Everyday life and critical aspects of our economy, defense, and government depend on software, and software, in turn, depends on high-level programming languages and their efficient implementations. Ever since Fortran and its automatic compiler in the late 50s, language implementation techniques have been central to computer science, and have relied on well-defined theoretical contributions and central principles. The focus of this summer school is the mix or interplay of theory and practice in language implementation mechanisms, such as compilers or run-time systems. The main aim of this summer school is to enable participants to conduct research in the area, thereby contributing to improved software.
By presenting a range of material, from foundational work on language implementation theory, to advanced techniques based on cutting-edge research, to experience with applying the theory, we will provide a unique opportunity for participants to understand the current research landscape. Lectures will include discussions of core ideas such as abstract interpretation, static program analyses, and intermediate representations (e.g., continuations) and their connection to language semantics. The lectures will explore how these ideas can be adapted to yield efficient and general programming language implementations, at the level of a compiler or a run-time system.

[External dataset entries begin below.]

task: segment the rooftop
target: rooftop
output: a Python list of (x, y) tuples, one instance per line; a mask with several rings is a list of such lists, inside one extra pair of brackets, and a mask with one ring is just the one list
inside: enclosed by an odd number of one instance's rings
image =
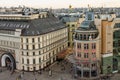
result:
[(0, 20), (0, 30), (22, 29), (22, 36), (45, 34), (64, 28), (65, 26), (49, 14), (47, 18), (33, 20)]

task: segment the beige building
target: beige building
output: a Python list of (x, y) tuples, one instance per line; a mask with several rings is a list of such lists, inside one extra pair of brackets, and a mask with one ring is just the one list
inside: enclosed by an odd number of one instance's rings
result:
[(50, 12), (0, 15), (1, 67), (40, 70), (67, 48), (68, 30)]

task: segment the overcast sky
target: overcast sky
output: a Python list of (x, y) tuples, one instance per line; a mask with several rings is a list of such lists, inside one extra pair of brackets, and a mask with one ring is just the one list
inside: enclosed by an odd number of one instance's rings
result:
[(25, 5), (37, 8), (120, 7), (120, 0), (0, 0), (0, 7)]

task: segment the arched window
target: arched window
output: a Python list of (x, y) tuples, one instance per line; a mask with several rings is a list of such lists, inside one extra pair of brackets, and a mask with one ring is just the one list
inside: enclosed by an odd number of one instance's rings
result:
[(84, 34), (84, 40), (86, 40), (86, 34)]

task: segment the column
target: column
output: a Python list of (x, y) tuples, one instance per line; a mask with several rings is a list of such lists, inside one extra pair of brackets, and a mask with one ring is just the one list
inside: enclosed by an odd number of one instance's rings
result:
[(81, 78), (83, 78), (83, 64), (81, 64)]
[(91, 78), (91, 61), (90, 61), (90, 72), (89, 72), (89, 77)]

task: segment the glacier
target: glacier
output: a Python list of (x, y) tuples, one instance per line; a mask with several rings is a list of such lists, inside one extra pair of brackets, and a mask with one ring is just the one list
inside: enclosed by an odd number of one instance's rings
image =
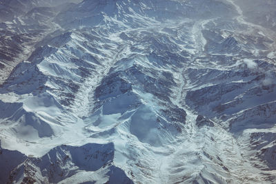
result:
[(1, 1), (0, 183), (276, 183), (276, 3), (253, 1)]

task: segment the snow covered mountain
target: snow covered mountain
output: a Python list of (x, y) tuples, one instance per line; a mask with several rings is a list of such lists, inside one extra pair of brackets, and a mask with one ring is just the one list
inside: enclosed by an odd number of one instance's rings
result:
[(276, 183), (276, 3), (254, 2), (1, 1), (0, 183)]

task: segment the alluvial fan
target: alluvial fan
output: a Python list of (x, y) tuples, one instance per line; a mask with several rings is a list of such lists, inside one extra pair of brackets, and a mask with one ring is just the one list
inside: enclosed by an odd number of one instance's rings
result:
[(1, 1), (0, 183), (275, 183), (275, 8)]

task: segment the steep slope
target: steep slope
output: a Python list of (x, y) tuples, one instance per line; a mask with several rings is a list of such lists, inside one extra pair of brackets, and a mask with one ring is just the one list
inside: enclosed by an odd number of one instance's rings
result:
[(274, 34), (234, 3), (32, 2), (14, 20), (49, 31), (0, 87), (1, 181), (276, 182)]

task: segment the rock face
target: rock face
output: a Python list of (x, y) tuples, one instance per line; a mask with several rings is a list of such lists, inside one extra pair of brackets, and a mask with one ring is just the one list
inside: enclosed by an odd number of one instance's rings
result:
[(254, 1), (0, 2), (0, 183), (276, 183)]

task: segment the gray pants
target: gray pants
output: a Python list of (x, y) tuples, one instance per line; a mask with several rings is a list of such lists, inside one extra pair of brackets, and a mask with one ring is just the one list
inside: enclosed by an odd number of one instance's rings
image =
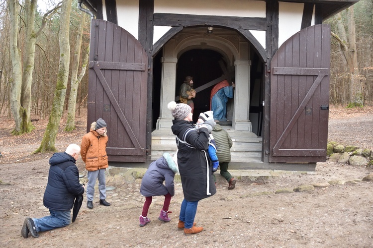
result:
[(94, 185), (96, 180), (98, 179), (98, 190), (100, 192), (100, 200), (106, 198), (106, 187), (105, 179), (105, 169), (100, 169), (97, 171), (88, 171), (88, 185), (87, 187), (87, 199), (88, 201), (93, 201), (94, 194)]

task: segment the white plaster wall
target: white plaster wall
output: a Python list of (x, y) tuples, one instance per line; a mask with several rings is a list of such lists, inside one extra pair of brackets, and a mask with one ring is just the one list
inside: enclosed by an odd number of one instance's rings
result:
[(250, 30), (250, 32), (264, 49), (266, 49), (266, 31)]
[(105, 1), (102, 1), (102, 16), (103, 16), (103, 19), (104, 20), (107, 20), (107, 15), (106, 15), (106, 6)]
[(154, 13), (265, 17), (266, 2), (248, 0), (155, 0)]
[(138, 39), (139, 0), (116, 0), (116, 11), (118, 25)]
[(303, 3), (279, 2), (279, 47), (300, 31), (304, 5)]
[(153, 45), (157, 42), (171, 29), (171, 27), (165, 27), (164, 26), (154, 26), (154, 34), (153, 35)]
[[(266, 2), (248, 0), (155, 0), (154, 13), (264, 18), (266, 17)], [(169, 27), (155, 27), (153, 44), (170, 28)], [(258, 41), (261, 41), (264, 37), (264, 43), (260, 42), (265, 47), (265, 32), (262, 31), (262, 33), (263, 34), (256, 33), (254, 36)]]

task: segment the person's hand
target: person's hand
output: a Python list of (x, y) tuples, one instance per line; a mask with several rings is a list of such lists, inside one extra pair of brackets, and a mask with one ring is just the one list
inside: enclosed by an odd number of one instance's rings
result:
[(205, 125), (204, 124), (200, 124), (198, 125), (198, 126), (199, 127), (199, 128), (200, 129), (201, 127), (204, 127), (205, 128), (207, 128), (207, 126)]

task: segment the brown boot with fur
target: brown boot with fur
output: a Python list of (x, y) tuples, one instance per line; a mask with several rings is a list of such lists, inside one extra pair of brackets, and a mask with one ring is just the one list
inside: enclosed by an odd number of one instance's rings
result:
[(190, 235), (195, 233), (200, 233), (203, 231), (203, 228), (202, 227), (191, 227), (191, 228), (184, 228), (184, 234), (186, 235)]
[(236, 186), (236, 182), (237, 181), (233, 178), (232, 178), (229, 180), (229, 186), (228, 186), (228, 189), (233, 189)]
[[(195, 222), (193, 222), (193, 226), (195, 226), (195, 225), (196, 225), (197, 223)], [(183, 229), (184, 229), (184, 225), (185, 224), (185, 222), (184, 221), (182, 221), (180, 220), (179, 220), (179, 223), (178, 223), (178, 230), (179, 231), (181, 231)]]

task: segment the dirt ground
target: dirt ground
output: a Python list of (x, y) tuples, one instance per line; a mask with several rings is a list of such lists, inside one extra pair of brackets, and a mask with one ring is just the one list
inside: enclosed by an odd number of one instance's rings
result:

At all times, material will be presented at a tutorial level that will help graduate students and researchers from academia or industry understand the critical issues and open problems confronting the field. We hope that students will be able to apply what they learn at the school in their own research. We believe that by doing so the school will have a broad impact on the next generation of programming language, compiler and software engineering researchers in industry and academia.

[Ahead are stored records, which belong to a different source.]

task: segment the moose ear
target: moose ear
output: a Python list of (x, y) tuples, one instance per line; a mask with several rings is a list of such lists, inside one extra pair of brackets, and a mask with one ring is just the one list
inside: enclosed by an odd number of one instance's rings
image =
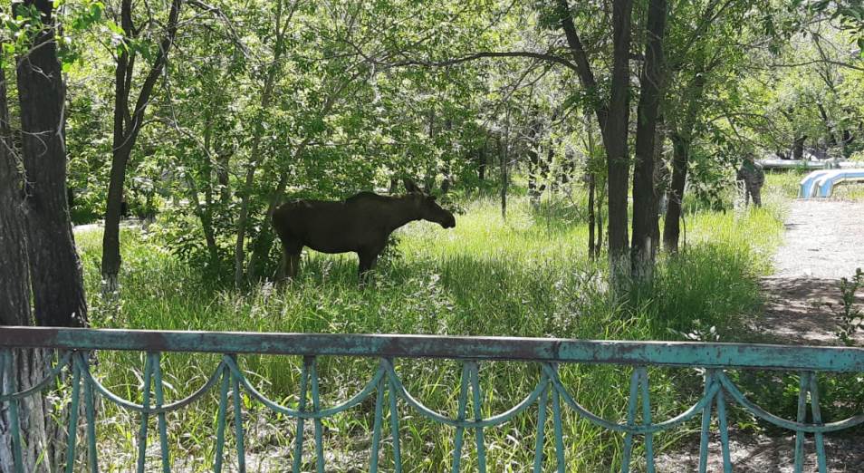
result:
[(405, 179), (402, 180), (402, 182), (405, 183), (405, 190), (407, 190), (407, 191), (408, 191), (408, 192), (419, 192), (419, 191), (420, 191), (420, 188), (417, 187), (417, 184), (415, 184), (413, 180), (411, 180), (411, 179)]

The course is open to anyone interested. Prerequisites are knowledge of programming language implementation (at the level usually covered in undergraduate classes on programming languages or compilers) as well as general knowledge of programming languages at the level provided by an undergraduate survey course. Our primary target group is first- or second-year graduate students. We also expect attendance by faculty members who would like to conduct research on this topic or introduce new courses at their universities.